If you haven’t yet checked out the newest addition to the McMenamins family of establishments—the Elks Temple—don’t walk… run to this recently opened downtown Tacoma property. In true McMenamins fashion, it’s frivolous, festooned to the rafters with mismatched chandeliers and adorned with original art pieces that tell the stories of Tacoma history and its characters.
The building, which was derelict for years, has good bones, making it a natural target for the visionary McMenamin brothers, who have a knack for transforming derelict historic spaces into fabulous historic spaces with tiki bars, concert venues and more.

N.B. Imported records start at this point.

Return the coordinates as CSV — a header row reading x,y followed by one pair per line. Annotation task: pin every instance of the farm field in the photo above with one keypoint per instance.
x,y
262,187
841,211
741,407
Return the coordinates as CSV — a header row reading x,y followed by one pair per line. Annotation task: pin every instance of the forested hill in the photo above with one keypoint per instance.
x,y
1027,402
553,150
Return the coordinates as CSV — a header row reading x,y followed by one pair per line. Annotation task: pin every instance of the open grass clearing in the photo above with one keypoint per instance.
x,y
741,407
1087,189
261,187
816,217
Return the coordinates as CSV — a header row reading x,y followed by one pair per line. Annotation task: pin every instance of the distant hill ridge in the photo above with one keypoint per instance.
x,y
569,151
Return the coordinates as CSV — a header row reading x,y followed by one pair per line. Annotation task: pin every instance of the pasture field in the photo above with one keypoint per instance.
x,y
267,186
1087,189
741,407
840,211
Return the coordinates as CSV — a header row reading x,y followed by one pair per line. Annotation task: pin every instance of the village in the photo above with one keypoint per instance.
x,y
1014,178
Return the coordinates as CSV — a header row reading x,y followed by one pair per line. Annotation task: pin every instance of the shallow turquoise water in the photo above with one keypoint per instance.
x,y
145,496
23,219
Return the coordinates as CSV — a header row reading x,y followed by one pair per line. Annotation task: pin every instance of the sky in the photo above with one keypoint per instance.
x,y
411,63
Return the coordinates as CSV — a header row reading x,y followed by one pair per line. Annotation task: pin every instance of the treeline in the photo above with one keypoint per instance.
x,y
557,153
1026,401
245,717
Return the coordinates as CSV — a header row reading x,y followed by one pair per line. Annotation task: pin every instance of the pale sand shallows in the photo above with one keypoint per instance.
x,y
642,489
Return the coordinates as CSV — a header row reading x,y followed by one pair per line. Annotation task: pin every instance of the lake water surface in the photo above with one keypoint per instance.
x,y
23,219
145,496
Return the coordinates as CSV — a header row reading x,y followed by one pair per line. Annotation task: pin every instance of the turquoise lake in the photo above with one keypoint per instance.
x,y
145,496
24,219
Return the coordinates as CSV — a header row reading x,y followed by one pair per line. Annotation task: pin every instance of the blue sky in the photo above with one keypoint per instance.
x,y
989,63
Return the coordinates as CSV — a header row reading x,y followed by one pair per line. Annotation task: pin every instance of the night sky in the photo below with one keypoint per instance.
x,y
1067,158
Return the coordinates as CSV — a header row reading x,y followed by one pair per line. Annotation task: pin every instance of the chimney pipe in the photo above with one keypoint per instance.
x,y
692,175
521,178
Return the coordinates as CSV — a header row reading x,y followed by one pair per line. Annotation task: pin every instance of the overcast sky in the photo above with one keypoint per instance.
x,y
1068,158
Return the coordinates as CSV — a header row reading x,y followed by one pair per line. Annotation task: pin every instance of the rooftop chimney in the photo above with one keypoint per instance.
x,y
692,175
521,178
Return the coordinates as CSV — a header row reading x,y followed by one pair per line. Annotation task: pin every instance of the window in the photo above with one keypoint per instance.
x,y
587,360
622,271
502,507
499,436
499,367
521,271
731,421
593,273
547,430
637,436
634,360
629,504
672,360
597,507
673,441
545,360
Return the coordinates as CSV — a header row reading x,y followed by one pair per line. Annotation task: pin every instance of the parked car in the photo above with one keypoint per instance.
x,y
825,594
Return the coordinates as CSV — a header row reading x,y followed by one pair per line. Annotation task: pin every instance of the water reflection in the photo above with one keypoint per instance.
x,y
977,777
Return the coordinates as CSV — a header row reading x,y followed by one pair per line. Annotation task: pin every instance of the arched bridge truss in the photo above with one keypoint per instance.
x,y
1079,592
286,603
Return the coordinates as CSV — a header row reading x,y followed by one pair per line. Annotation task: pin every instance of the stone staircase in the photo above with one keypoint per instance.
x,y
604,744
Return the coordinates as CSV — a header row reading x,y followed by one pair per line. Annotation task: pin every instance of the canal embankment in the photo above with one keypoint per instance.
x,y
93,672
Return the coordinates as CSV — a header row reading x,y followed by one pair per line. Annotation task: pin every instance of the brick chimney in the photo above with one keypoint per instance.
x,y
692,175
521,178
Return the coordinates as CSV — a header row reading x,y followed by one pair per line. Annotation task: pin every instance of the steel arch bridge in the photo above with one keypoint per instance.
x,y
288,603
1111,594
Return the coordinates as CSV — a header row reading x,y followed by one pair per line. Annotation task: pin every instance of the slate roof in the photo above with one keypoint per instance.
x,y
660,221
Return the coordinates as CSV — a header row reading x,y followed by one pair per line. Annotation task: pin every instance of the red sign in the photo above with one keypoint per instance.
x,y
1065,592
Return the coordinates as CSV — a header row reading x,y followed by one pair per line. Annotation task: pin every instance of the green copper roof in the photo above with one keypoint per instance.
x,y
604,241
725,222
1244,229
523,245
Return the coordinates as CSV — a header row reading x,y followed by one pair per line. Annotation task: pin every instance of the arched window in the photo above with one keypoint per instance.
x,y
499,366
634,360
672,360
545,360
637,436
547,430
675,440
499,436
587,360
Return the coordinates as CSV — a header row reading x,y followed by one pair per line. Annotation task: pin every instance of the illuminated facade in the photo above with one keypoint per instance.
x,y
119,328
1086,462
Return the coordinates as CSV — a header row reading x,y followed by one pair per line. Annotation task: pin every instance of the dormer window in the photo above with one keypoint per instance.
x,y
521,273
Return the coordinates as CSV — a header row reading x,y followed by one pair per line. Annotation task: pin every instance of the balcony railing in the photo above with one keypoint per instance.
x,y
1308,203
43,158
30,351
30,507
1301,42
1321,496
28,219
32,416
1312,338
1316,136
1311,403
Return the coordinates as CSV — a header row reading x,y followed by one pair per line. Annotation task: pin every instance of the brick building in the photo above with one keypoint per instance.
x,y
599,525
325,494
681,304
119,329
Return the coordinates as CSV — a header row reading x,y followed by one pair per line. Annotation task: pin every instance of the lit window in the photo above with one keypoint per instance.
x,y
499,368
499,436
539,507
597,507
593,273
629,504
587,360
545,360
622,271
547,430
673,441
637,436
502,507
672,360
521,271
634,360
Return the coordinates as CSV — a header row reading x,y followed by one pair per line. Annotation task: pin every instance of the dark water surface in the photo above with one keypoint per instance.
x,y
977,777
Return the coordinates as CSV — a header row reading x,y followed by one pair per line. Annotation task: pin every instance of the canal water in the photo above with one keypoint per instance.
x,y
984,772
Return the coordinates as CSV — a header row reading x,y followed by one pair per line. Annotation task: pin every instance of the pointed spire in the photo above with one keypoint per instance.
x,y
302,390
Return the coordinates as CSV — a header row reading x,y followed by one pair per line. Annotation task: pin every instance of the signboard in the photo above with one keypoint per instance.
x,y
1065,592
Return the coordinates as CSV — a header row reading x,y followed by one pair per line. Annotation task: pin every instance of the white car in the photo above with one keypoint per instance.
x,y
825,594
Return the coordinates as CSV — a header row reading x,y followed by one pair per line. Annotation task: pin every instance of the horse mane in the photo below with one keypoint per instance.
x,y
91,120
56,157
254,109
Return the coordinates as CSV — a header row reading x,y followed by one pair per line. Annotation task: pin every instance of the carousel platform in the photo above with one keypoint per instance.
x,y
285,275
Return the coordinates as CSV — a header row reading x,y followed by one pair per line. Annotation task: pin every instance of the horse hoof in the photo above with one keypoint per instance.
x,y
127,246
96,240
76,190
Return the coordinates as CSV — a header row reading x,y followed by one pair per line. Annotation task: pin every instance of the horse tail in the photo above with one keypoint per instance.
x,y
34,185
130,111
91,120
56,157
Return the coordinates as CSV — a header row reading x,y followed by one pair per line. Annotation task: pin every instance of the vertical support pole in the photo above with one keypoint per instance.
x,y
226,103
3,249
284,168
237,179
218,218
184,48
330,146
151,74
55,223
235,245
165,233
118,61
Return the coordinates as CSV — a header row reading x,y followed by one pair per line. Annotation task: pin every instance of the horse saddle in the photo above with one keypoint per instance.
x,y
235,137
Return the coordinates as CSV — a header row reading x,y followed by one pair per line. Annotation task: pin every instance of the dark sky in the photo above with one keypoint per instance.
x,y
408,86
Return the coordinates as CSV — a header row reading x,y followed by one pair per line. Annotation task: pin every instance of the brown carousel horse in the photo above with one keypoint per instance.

The handsome Renaissance Revival building was designed by É. Frère Champney, a graduate of the École des Beaux-Arts in Paris, and constructed in 1915-1916. More than a century later, it is listed on the National Register of Historic Places. Beside the building, the beautifully restored Spanish Steps (1916) climb the hillside, allowing access to the Elks Temple’s second-floor Spanish Bar and Ballroom (now the concert venue), and continue up to the fourth-floor entrance and lobby.
The Elks Temple is also home to a brewery, a bottle shop, a brewery tasting room, a games bar on the third floor overlooking the Ballroom, a fourth-floor pub and restaurant, and a gathering spot called The Old Hangout. Guest rooms cap the building on the sixth and seventh floors and, like other recent McMenamins projects, guest rooms come with en-suite bathrooms.